Credo sia necessario farlo. Esplorare questi «confini» è il senso stesso della letteratura noir o thriller. O, almeno, i miei romanzi cercano di farlo. Di capire perché alcune persone possono incarnare davvero il male e perché questo luogo, il mondo e le nostre vite, possono trasformarsi in qualcosa di terribile. La prima cosa a cui punto quando inizio a scrivere qualcosa è proprio quella di dare un volto al «male», attraverso la figura di un criminale efferato, di un assassino, spesso però non solo crudele o folle, ma anche molto intelligente e organizzato. Così che cercare di impedirgli di portare a termine i suoi progetti, di continuare ad uccidere persone innocenti, sia una vera sfida.

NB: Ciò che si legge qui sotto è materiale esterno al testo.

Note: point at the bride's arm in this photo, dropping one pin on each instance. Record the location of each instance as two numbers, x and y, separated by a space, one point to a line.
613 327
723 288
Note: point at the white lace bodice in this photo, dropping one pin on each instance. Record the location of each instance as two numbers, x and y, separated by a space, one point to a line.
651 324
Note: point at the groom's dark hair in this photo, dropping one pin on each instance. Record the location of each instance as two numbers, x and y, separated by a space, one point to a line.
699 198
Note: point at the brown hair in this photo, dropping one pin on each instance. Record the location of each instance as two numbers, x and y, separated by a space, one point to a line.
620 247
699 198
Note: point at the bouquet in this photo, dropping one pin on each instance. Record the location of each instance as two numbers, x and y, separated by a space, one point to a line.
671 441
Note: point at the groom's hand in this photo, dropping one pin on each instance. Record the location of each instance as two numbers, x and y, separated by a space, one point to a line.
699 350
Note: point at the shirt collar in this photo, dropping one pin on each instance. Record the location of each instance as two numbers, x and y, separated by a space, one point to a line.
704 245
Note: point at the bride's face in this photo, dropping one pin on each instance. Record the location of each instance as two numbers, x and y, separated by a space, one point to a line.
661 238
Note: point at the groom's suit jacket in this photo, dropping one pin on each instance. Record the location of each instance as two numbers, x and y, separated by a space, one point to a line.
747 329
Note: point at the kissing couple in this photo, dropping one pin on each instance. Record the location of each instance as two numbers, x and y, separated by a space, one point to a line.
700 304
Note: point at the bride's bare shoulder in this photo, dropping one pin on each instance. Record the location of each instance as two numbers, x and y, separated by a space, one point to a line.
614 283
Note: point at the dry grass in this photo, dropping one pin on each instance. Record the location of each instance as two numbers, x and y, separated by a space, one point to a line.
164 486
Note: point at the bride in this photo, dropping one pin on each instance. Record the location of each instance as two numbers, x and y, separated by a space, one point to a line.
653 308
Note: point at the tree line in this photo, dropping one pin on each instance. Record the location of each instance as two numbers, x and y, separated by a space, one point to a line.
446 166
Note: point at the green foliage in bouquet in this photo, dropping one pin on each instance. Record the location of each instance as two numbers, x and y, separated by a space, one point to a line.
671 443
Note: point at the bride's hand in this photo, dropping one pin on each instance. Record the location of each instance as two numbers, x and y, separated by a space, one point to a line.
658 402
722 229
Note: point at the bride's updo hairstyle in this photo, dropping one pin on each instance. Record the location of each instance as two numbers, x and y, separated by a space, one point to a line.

Nel libro si respira un clima inquietante e sono molti i particolari crudi che segnalano come si sia entrati in un territorio dove tutto può accadere. Anche se non si conoscessero i suoi precedenti come autore di racconti horror e di science fiction si sarebbe portati a credere che è questo l’approccio al noir che la contraddistingue. Di cosa si nutre il suo immaginario?

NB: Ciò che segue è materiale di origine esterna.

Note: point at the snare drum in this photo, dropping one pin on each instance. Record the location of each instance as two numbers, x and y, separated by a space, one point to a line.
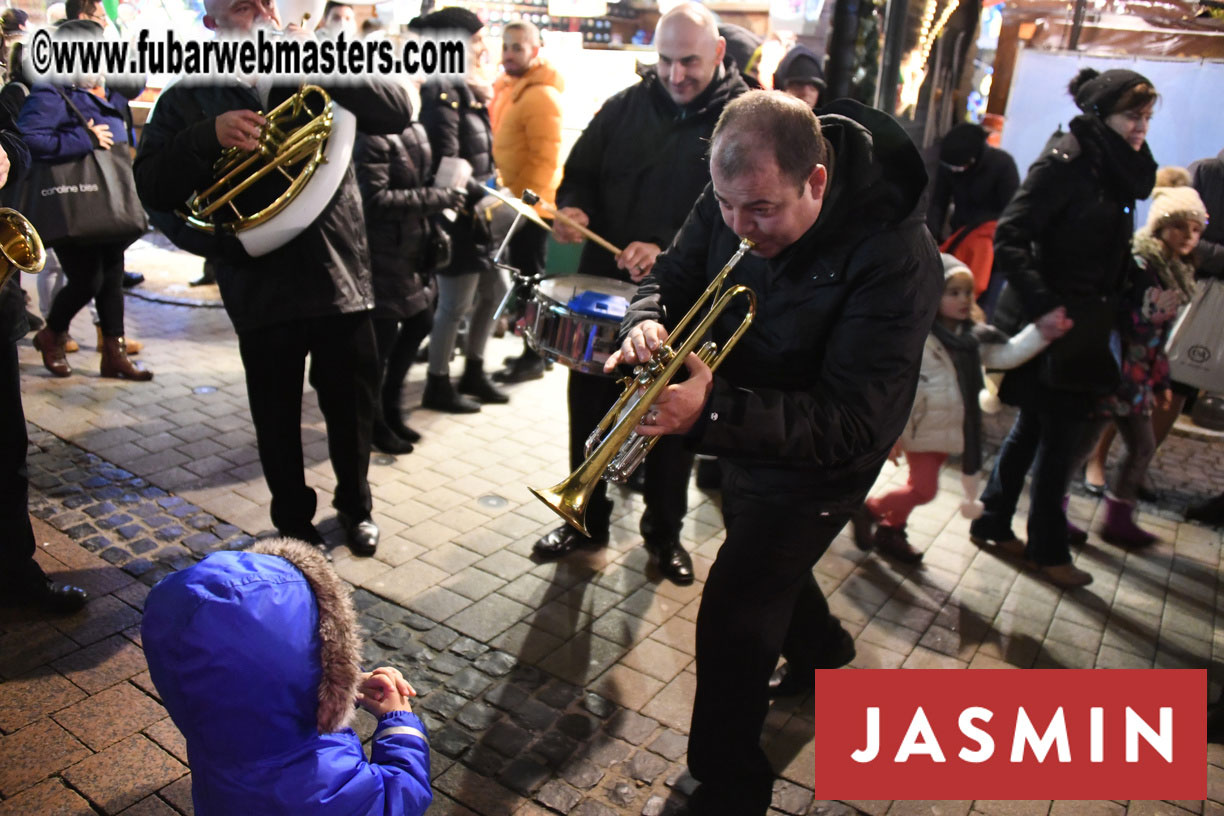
575 319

Sono cresciuto con i romanzi di Stephen King, come con i film di Mario Bava e Dario Argento, ma anche con «i gialli» cinematografici degli anni 60 e 70, e con le storie di Dylan Dog, di cui purtroppo solo 66 sono state però tradotte in tedesco. Oltre a King amo molto anche Dean Koontz, Dennis Lehane, Thomas Harris, Joe Lansdale, Nelson DeMille e Jean-Christophe Grangé. Quando, a metà degli anni Novanta, ho cominciato a scrivere racconti e romanzi mi sono perciò indirizzato subito verso l’orrore e la fantascienza. Poi, pian piano mi sono avvicinato al noir, cercando di conservare però quello stesso sguardo, le medesime atmosfere malsane che avevo amato tanto da lettore. La prima storia che ho scritto raccontava di due serial killer che si incontrano a Praga e iniziano ad uccidere insieme, prima di eliminarsi l’un l’altro: avevo fatto incontrare il thriller con quel mondo magico e misterioso che avvolge da sempre quella città. E comunque, fin dal principio, anche prima che i miei romanzi cominciassero ad essere apprezzati dal grande pubblico, mi è stato ben chiaro che non avrei scritto mai qualcosa di buffo o che cerca di strizzare l’occhio al lettore per farlo divertire: le mie storie incutono paura e non sempre contengono un lieto fine.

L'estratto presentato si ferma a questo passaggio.